13. The method of claim 12, additionally comprising the steps of:

displaying a user interface control on the operator computer wherein the human operator can listen to the audio signals; and

displaying a user interface control on the operator computer wherein the human operator can modify the audio signals, and

displaying a user interface control on the operator computer wherein the human operator can cause recording of the audio signals.

14. A method of providing recording of classroom instruction to a customer, comprising the steps of:

deploying two or more video cameras in a classroom, at least a first camera assigned to an instructor and at least a second camera assigned to an audience, wherein the cameras are PTZ-controllable over a network, wherein the network is controlled by a customer, and wherein the classroom is controlled by a customer;

deploying an operator computer connected to the cameras via the network, wherein the operator computer is configured with user interface software comprising: displays of the video signals from the cameras; user interface controls to manually direct the pan, tilt, and zoom of one or more of the cameras; user interface controls to permit cuts between the video signals from the cameras; and

utilizing a person acting in the employ of the customer as the operator of the operator computer.

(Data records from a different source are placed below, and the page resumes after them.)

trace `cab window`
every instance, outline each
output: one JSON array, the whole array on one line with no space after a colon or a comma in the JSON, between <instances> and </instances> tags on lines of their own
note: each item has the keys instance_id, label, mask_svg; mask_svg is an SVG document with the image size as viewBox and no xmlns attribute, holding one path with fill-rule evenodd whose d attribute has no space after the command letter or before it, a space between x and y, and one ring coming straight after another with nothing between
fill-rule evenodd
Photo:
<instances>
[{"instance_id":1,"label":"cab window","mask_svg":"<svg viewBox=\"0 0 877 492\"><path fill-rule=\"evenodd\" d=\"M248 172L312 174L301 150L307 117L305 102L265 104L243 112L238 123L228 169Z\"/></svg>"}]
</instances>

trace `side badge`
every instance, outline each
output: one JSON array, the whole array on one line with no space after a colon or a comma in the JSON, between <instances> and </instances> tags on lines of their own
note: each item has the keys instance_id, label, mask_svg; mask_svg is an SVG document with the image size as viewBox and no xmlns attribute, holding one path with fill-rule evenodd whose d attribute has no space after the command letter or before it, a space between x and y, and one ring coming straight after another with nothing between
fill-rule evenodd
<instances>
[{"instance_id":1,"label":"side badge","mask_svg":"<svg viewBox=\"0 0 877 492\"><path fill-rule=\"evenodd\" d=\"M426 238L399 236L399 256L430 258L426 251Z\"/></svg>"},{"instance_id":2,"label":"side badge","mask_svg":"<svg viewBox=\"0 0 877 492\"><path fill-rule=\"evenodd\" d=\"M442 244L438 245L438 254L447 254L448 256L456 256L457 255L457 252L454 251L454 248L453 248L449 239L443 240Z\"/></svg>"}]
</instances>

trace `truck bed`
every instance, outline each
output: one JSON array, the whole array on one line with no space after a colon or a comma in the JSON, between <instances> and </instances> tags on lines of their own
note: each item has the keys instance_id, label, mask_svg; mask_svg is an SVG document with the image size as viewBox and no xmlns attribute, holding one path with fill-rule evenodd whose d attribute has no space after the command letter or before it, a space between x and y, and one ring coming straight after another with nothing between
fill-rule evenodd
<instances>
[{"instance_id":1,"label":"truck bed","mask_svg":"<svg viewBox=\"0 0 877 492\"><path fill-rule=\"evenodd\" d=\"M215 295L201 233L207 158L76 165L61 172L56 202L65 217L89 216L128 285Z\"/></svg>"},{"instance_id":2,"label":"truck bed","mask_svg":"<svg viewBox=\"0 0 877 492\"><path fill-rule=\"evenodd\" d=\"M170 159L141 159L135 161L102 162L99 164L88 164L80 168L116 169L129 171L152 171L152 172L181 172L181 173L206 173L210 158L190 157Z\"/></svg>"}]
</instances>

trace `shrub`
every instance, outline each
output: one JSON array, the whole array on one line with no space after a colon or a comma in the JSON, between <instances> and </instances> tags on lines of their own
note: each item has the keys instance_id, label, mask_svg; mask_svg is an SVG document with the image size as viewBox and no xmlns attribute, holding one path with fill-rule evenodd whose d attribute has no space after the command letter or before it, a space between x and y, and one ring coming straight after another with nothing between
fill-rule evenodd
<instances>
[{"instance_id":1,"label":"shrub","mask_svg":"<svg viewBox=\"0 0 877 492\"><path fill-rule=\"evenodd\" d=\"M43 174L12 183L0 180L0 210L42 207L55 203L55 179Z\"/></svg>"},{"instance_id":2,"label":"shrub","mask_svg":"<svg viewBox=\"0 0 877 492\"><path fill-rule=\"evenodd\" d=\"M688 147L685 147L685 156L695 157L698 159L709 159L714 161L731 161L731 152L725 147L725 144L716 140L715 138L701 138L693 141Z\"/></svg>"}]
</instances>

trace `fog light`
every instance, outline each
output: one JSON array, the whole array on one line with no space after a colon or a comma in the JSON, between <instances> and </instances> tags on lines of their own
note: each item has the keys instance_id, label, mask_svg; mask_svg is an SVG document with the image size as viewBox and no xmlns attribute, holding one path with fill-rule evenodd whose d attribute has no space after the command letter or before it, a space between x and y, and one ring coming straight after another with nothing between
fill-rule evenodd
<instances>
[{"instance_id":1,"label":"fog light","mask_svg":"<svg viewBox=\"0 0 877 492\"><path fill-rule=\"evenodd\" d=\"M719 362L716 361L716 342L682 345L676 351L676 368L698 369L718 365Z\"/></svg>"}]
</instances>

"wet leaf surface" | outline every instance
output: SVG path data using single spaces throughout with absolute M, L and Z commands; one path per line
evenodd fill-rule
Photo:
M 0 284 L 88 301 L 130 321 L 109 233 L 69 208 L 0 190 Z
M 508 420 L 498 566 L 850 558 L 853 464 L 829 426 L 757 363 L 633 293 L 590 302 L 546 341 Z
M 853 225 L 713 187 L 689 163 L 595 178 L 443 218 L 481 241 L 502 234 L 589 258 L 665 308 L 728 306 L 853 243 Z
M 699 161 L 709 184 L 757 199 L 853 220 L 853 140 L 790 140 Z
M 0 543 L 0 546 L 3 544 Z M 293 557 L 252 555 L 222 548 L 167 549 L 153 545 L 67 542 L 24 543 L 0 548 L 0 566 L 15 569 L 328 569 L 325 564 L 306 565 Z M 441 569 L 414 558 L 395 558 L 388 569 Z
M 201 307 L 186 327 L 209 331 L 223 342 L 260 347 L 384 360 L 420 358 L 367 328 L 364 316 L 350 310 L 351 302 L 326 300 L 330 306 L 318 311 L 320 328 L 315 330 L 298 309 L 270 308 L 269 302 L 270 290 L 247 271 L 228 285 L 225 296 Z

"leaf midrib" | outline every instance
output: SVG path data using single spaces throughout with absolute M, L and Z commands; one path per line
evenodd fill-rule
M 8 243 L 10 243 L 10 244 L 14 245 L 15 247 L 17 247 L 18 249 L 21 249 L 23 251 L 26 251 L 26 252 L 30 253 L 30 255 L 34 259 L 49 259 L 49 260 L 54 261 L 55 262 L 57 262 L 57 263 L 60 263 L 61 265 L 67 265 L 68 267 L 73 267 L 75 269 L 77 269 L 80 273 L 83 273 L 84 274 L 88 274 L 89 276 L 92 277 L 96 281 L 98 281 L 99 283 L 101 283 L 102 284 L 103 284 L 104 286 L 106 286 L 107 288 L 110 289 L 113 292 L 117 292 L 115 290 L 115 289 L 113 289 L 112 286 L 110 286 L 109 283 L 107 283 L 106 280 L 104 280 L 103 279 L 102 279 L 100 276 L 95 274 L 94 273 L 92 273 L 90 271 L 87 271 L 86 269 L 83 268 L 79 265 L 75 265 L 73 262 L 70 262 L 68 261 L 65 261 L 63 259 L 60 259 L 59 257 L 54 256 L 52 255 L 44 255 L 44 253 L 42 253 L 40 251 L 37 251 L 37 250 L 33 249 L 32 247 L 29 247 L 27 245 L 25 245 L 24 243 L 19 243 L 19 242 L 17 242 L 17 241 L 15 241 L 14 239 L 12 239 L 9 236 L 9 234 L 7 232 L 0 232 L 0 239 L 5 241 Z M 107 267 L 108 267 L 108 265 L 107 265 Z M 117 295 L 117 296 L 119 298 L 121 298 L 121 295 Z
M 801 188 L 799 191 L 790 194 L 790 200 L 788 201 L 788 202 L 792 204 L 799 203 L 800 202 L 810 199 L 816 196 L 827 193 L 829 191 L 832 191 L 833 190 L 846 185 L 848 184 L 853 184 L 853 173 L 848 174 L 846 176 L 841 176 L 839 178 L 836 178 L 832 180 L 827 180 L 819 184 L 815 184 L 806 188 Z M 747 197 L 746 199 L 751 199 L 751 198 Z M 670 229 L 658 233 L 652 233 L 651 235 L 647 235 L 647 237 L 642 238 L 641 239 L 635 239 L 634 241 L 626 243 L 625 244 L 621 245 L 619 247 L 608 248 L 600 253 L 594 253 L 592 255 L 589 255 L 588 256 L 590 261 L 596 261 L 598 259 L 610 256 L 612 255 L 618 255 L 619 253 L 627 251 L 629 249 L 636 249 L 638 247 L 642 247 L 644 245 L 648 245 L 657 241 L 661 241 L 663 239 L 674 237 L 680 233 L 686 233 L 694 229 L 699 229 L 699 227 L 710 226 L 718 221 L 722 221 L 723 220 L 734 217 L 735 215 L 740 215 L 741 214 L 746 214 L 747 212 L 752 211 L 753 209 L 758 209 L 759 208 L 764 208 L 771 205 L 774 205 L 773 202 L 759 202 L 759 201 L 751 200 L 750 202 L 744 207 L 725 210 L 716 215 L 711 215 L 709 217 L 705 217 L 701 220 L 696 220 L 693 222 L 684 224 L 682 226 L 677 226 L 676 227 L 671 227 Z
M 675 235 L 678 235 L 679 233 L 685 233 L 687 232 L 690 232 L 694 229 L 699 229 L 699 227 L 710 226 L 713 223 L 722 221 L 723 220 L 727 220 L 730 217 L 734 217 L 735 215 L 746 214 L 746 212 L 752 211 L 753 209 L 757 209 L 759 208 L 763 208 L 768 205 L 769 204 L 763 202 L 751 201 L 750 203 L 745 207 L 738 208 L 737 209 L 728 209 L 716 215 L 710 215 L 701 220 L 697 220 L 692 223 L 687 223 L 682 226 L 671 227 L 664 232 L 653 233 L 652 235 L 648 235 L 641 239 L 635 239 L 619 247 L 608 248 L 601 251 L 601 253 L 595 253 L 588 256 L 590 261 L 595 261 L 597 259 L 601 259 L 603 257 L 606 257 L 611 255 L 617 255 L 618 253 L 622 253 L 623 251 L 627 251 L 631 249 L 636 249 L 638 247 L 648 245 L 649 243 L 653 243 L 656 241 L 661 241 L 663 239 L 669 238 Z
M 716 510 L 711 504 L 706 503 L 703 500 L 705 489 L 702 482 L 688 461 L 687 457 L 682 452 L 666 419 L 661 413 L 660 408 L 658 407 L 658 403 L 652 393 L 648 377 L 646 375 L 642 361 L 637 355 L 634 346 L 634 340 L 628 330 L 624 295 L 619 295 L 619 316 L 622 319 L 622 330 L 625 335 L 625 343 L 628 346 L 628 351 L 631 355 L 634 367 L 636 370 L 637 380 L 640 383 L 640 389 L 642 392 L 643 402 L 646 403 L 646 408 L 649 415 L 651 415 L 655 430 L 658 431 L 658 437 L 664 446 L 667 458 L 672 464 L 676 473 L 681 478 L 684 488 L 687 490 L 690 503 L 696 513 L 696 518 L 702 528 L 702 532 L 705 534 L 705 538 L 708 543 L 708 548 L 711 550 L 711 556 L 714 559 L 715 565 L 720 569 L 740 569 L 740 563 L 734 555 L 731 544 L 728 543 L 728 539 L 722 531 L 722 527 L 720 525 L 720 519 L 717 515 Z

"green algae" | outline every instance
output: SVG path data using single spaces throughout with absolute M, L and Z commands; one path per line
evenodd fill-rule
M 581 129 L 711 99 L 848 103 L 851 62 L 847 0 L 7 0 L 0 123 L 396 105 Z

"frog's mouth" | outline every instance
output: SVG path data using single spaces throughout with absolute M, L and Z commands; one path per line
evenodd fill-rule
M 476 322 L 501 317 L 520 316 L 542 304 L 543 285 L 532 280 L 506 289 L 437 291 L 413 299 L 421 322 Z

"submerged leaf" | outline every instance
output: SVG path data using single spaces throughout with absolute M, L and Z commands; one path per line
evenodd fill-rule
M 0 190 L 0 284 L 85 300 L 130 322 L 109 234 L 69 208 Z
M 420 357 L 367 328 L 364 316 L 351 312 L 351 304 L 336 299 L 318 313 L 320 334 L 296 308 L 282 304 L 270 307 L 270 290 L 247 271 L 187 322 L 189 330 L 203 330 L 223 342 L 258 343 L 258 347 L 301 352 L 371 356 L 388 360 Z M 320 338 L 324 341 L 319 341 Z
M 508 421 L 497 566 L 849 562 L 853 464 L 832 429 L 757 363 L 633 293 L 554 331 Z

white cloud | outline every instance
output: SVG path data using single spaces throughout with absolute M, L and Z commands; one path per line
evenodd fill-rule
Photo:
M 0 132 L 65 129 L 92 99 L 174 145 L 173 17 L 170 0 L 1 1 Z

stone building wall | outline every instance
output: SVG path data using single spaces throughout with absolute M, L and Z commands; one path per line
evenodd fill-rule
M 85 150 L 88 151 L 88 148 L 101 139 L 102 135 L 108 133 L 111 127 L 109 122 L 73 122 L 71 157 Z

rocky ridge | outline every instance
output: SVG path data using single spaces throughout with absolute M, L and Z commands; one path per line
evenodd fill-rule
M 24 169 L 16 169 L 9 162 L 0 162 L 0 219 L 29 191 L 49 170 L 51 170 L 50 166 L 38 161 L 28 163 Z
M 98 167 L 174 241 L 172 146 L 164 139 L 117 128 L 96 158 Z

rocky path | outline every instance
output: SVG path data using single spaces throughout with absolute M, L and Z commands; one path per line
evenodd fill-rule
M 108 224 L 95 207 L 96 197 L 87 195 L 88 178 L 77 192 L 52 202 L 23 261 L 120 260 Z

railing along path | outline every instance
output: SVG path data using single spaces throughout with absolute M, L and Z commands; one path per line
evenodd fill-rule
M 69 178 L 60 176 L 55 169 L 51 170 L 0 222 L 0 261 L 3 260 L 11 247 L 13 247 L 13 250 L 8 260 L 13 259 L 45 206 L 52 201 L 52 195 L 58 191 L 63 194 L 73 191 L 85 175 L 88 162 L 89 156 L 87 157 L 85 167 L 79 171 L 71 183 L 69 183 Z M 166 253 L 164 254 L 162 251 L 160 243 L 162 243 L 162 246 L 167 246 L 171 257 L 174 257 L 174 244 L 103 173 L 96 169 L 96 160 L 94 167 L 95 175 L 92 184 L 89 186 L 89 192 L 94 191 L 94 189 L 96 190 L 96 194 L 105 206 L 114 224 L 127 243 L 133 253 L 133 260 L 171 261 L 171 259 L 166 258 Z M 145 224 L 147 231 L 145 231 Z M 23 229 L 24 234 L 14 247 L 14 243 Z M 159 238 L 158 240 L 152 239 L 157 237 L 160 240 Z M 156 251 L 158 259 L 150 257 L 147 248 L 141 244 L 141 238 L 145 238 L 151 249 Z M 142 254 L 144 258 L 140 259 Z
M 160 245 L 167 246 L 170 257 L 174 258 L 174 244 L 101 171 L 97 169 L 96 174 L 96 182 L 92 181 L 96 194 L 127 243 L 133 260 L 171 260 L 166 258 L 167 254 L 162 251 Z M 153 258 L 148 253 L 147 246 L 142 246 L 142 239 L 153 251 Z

15. The method of claim 14, additionally comprising the steps of:

deploying a datacenter server operably connected to the operator computer;

voice analysis software configured on the data center computer, comprising: pause detection software, operative to detect a pause of a first length in the audio signal representing the instructor's speech; keyword recognition software, operative to detect a keyword in the audio signal representing the instructor's speech; and module definition software, operative to define a module as the period between a first pause and a second pause, wherein the keyword is detected at least a first count of times within a first interval, the first interval being entirely bounded by a first pause and a second pause.

16. The method of claim 15, additionally comprising:

indexing software operative to create an index of keywords and their modules within a recorded classroom instruction.

17. The method of claim 16, additionally comprising:

one or more remote servers;

file transfer software configured on the datacenter server, operative to transfer the recorded classroom instruction and the index to the remote servers.

18. The method of claim 17, wherein the first count is 3.

19. The method of claim 17, wherein the first interval is 5 minutes.

20. The method of claim 17, wherein the first length is 3 seconds.